Friday, May 15, 2015

Cloak & Dagger #7

I read this for the 2015 Cloak and Dagger Mystery Reading Challenge

Red Gold – Alan Furst

This is the sequel to The World at Night, the historical espionage thriller that introduced film producer Jean-Claude Casson and his adventures in the French Resistance during WWII. Casson reaches a point where he can no longer sit out the Nazi occupation of France. For one, he is already a fugitive who escaped out of a toilet window of Gestapo headquarters in Paris. For another, he can no longer feel afraid. He doesn’t feel much of anything. He becomes more active in the Resistance not so much out of patriotism but out of a feeling that there is nothing left that he could do that could give his life meaning. I think the story and characterization are more economical and readable in this novel compared to The World at Night.
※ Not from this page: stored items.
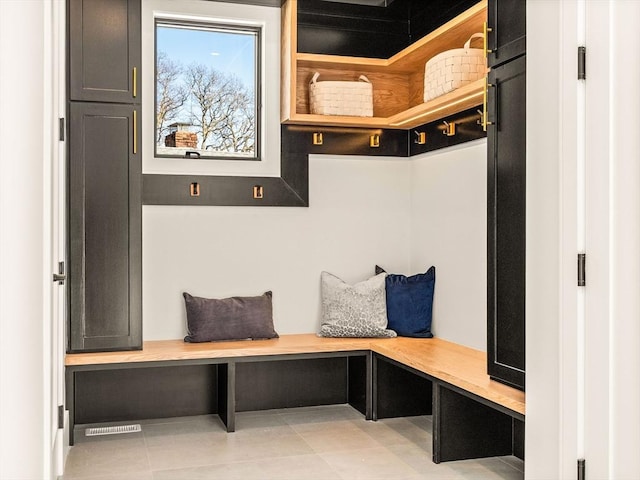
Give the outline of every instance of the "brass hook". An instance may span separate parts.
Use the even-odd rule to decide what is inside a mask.
[[[442,123],[444,123],[444,131],[442,133],[447,137],[453,137],[456,134],[456,124],[454,122],[449,123],[446,120]]]

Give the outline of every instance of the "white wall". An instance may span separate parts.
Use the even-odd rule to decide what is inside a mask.
[[[185,335],[183,291],[272,290],[276,330],[308,333],[322,270],[357,282],[376,264],[436,265],[436,335],[486,349],[486,141],[413,160],[312,156],[309,169],[309,208],[144,207],[144,338]]]
[[[561,442],[563,425],[567,430],[575,426],[570,409],[574,415],[576,409],[575,399],[572,399],[566,404],[566,419],[563,417],[565,405],[561,385],[566,382],[575,389],[575,383],[571,378],[563,377],[565,372],[560,368],[564,349],[571,354],[573,347],[569,338],[563,345],[561,335],[563,324],[572,320],[571,316],[563,317],[561,310],[565,260],[561,243],[563,152],[560,140],[565,125],[558,107],[562,98],[560,61],[564,53],[558,48],[558,45],[564,45],[561,43],[561,9],[561,2],[527,2],[527,479],[571,478],[567,475],[569,471],[575,475],[577,461],[575,448],[563,452]],[[534,25],[545,25],[545,28],[534,28]],[[574,29],[572,31],[575,33]],[[576,49],[574,37],[573,58],[576,58]],[[574,73],[574,91],[575,78]],[[575,99],[572,100],[575,105]],[[572,140],[575,144],[574,136],[568,137],[567,143]],[[575,164],[575,156],[567,157],[566,162],[567,166]],[[573,218],[571,213],[567,212],[564,221],[569,230],[575,231],[575,223],[570,223],[575,222],[575,209]],[[571,247],[570,259],[575,275],[575,242],[567,246]],[[573,294],[576,305],[575,287]],[[575,358],[575,350],[573,354]],[[572,455],[571,463],[562,465],[561,459],[566,455]]]
[[[584,458],[591,478],[640,471],[640,4],[586,2]],[[603,128],[602,125],[607,125]],[[579,368],[582,365],[579,365]]]
[[[11,480],[49,470],[44,32],[43,2],[0,1],[0,478]]]
[[[143,209],[143,332],[186,333],[182,292],[273,291],[281,334],[318,331],[320,272],[347,282],[374,266],[409,267],[409,168],[404,159],[312,156],[309,208]]]
[[[640,472],[640,64],[628,60],[626,45],[640,39],[640,4],[610,2],[611,96],[611,310],[608,348],[610,373],[610,478],[633,479]],[[629,108],[629,105],[635,108]],[[595,162],[598,159],[594,159]],[[601,292],[606,295],[609,292]],[[593,330],[600,323],[592,318]],[[598,348],[592,343],[594,350]],[[598,382],[595,376],[591,381]],[[588,412],[594,414],[598,406]],[[598,437],[596,437],[597,439]],[[593,449],[599,445],[593,442]],[[602,449],[600,449],[602,451]]]
[[[487,347],[487,142],[411,161],[411,273],[436,266],[433,332]]]

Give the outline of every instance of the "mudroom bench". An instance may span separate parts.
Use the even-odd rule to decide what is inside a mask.
[[[492,381],[486,354],[439,338],[144,342],[67,354],[75,425],[349,403],[367,420],[433,415],[433,460],[524,455],[525,395]]]

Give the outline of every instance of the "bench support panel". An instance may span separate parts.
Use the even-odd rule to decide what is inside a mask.
[[[513,453],[513,419],[449,388],[433,387],[434,463]]]
[[[218,365],[218,416],[227,432],[236,431],[236,364]]]
[[[349,357],[348,388],[349,405],[358,410],[367,420],[371,420],[371,355]]]
[[[65,388],[65,408],[69,411],[69,446],[75,444],[75,435],[73,433],[75,429],[75,395],[74,386],[76,382],[76,372],[67,369],[64,376],[64,388]]]
[[[524,461],[524,422],[513,419],[513,454]]]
Furst creates the same tense, murky, romantic atmosphere, but does not let ambiance take over like in The World at Night.

Casson has been recruited by a Gaullist officer DeGrave, under whom he served early in the war. This faction wants to fight the common enemy with the more organized and numerous Communists. They assign Casson to find the Communist leadership and find out what they need to make a deal. Casson eventually meets Weiss, Moscow Center’s rep and supervisor of a motley collection of teenagers, Jewish people in hiding, and thugs out to kill people who happen to be Germans because it’s fun. Weiss and his people set a price on cooperation - a thousand machine guns, with ammunition. Used to negotiating when getting movies made, Casson keeps his feet on the ground:

“We have a lot to offer, Casson. Help with field operations, intelligence -- but they have to ask. From the first contact we felt that no matter how hard we've fought against each other in the past, we now have a common enemy, so it's time for us to be allies.”

“War changes everything.”

Weiss smiled. “It should, logically it should. But the world doesn't run on logic, it runs on the seven deadly sins and the weather. Even so, we have to try to do what we can.”

“And it helps,’ Casson said, “to have machine guns.”

DeGrave introduces Casson to Helene, a Jewish woman who could be denounced at any time by a malicious co-worker. Casson also works to get Helene out of France. Handling this sub-plot, Frust captures the inescapable desolation – as Simenon called it, Dirty Snow -  of the occupation.

With his power to convey atmosphere and incidents, Furst can induce strong emotions in a reader. "I write entertainment novels," said Furst in a 2004 interview. "I write what I call novels of consolation for people who are bright and sophisticated.” I’m not sure what he meant by that, but he may be saying that a certain kind of reader would use the novel as moral yardstick, wondering what he or she would do in circumstances such as resisting an occupation by an enemy. I guess certain readers would console themselves that they would do the right thing, that it would be two-thirds of everybody else that would collaborate or watch an occupation from the sidelines.